And we shall see what will become of his dreams.'
The museum itself was fantastic, Kayne, an exceptional young actor/guide took us round, involving us over and over again with questions and interactive demonstrations of the civil rights struggle. Fantastic video and audio footage aswell. Towards the end it became slightly macabre - the gun that was recovered, the bullet that killed, the window from which the shot was probably fired, the bloodstain on the concrete, too many artefacts of a 'celebrity' death - and I pulled away from the tour and hid in the bookshop.
After the rains it was good to see the pizza party return around midnight - soaked, but satied. The strom quickly passed, which disappointed the ten or so English guests, who'd spotted a golden opportunity to rekindle some form of blitz spirit.
So desperate were they to dig in for the long haul that they remained huddled like mice in the corner of the lobby long after the storm had turned to heavy drizzle, trapped in a heroic disaster movie of their own making, united excitedly around a couple of apples and a packet of pringles, salvaged from their rooms on the 'unsafe' upper floors.
Tuesday morning - Chicago sparkled and I went to meet my old friend Bridget from Milwaukee, who I first met in Canterbury, when I was a first year undergraduate twenty years ago.
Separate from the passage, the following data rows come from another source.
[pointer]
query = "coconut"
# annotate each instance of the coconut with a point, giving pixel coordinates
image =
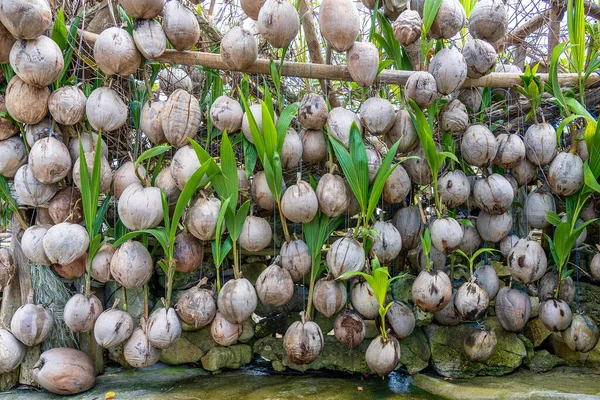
(401, 320)
(349, 328)
(180, 25)
(295, 257)
(188, 252)
(275, 286)
(143, 9)
(345, 255)
(340, 33)
(49, 160)
(105, 110)
(432, 290)
(180, 118)
(239, 50)
(163, 328)
(540, 143)
(383, 356)
(583, 334)
(513, 308)
(138, 351)
(237, 300)
(38, 62)
(140, 207)
(131, 265)
(471, 301)
(410, 225)
(480, 345)
(256, 234)
(339, 123)
(13, 351)
(278, 22)
(407, 27)
(201, 218)
(13, 155)
(329, 296)
(421, 87)
(363, 63)
(555, 315)
(81, 312)
(291, 152)
(313, 111)
(26, 103)
(64, 371)
(478, 146)
(113, 327)
(303, 342)
(196, 307)
(565, 175)
(223, 332)
(488, 20)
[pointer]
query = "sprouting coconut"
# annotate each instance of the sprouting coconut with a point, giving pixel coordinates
(582, 335)
(26, 103)
(527, 261)
(565, 174)
(513, 308)
(314, 146)
(67, 105)
(421, 87)
(303, 342)
(478, 146)
(488, 20)
(339, 123)
(105, 110)
(471, 301)
(345, 254)
(480, 345)
(383, 356)
(256, 234)
(299, 203)
(432, 290)
(401, 320)
(131, 265)
(81, 312)
(329, 296)
(238, 49)
(363, 63)
(540, 143)
(115, 52)
(556, 315)
(196, 306)
(143, 9)
(138, 351)
(64, 371)
(363, 299)
(275, 286)
(201, 218)
(295, 257)
(125, 176)
(180, 25)
(113, 327)
(278, 22)
(13, 155)
(180, 118)
(349, 328)
(163, 328)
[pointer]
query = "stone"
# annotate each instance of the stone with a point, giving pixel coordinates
(448, 357)
(227, 357)
(182, 351)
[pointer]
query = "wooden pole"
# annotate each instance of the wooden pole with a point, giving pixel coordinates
(340, 72)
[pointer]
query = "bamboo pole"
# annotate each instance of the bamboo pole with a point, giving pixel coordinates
(340, 72)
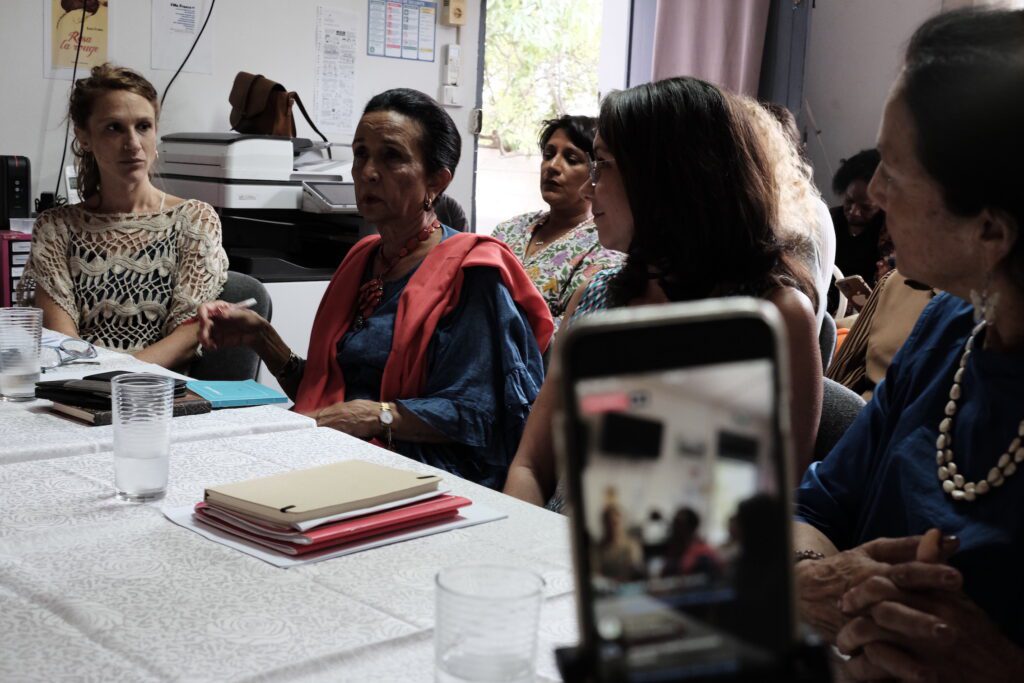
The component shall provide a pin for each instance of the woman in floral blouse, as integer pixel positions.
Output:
(558, 247)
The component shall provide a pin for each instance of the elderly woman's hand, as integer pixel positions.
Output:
(224, 325)
(358, 418)
(934, 635)
(915, 624)
(820, 584)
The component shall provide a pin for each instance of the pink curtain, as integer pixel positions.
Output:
(720, 41)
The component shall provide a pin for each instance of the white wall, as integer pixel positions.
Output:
(853, 57)
(267, 37)
(612, 69)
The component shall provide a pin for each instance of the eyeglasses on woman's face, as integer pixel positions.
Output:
(595, 170)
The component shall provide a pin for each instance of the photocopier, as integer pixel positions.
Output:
(288, 213)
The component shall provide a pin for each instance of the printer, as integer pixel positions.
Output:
(288, 213)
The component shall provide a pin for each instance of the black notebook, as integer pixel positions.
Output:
(89, 398)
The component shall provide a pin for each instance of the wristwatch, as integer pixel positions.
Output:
(386, 418)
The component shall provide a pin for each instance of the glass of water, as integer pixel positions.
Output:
(142, 409)
(486, 624)
(20, 330)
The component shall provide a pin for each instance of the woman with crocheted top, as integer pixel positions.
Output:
(128, 265)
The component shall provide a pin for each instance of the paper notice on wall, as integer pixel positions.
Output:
(61, 30)
(335, 87)
(175, 26)
(401, 29)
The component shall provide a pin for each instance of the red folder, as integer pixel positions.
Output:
(337, 534)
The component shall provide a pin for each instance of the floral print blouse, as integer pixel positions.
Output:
(561, 266)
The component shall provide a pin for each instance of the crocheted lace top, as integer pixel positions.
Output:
(127, 280)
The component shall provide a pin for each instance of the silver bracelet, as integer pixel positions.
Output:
(801, 555)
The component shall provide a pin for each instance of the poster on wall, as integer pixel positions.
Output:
(335, 84)
(175, 26)
(401, 29)
(64, 32)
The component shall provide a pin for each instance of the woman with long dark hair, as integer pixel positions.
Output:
(681, 184)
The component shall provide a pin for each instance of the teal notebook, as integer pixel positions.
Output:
(236, 394)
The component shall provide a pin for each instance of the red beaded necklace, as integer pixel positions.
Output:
(372, 291)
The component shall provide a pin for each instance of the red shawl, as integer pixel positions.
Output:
(432, 292)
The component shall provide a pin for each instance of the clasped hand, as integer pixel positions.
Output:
(224, 325)
(357, 418)
(912, 622)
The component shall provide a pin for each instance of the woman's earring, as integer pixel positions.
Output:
(984, 304)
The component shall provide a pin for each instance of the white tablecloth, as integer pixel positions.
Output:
(93, 589)
(30, 431)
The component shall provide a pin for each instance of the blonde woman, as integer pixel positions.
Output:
(804, 223)
(128, 265)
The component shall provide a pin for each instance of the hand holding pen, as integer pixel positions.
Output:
(225, 325)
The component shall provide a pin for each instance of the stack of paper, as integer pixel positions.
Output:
(323, 508)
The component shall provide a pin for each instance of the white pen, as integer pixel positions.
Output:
(245, 303)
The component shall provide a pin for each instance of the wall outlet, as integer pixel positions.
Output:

She was on a one year exchange programme and although she's been back since I can't think that we've seen each other for fifteen years.
It's amazing to realise that nobody in the industrial world is ever really lost. Facebook, blogs, reuniting websites all make it seemingly possible to re connect with anybody from your past. Its the surveilliance society's secret joy ... hidden treasures in the shape of old friends, unexpectedly reappearing to delight you. In the end we just sat by the Chicago river filled in the gaps, laughed a lot and I couldn't believe how fast afternoon turned to evening. A fantastic day!
Monday, 4 August 2008
We are a motley crew of road trippers who've come north from Indianapolis. Bride and groom - Matt & Aida, Maid of honour - Federica, her non-English speaking parents - Gianni and Bruna, myself and a plastic Elvis which has been attached to the windscreen to guide us in times of trouble.
Gianni is the numero uno Elvis fan del mundo and in a couple of days we'll be turning back south for Memphis, a pilgrimage he's been waiting 58 years to make and that he can't even think about without tears appearing in his eyes. When my poor Italian runs out we sing softly to each other. Love me Tender, Suspicious Mind, In the Ghetto etc etc. It has already become the universal language of the road.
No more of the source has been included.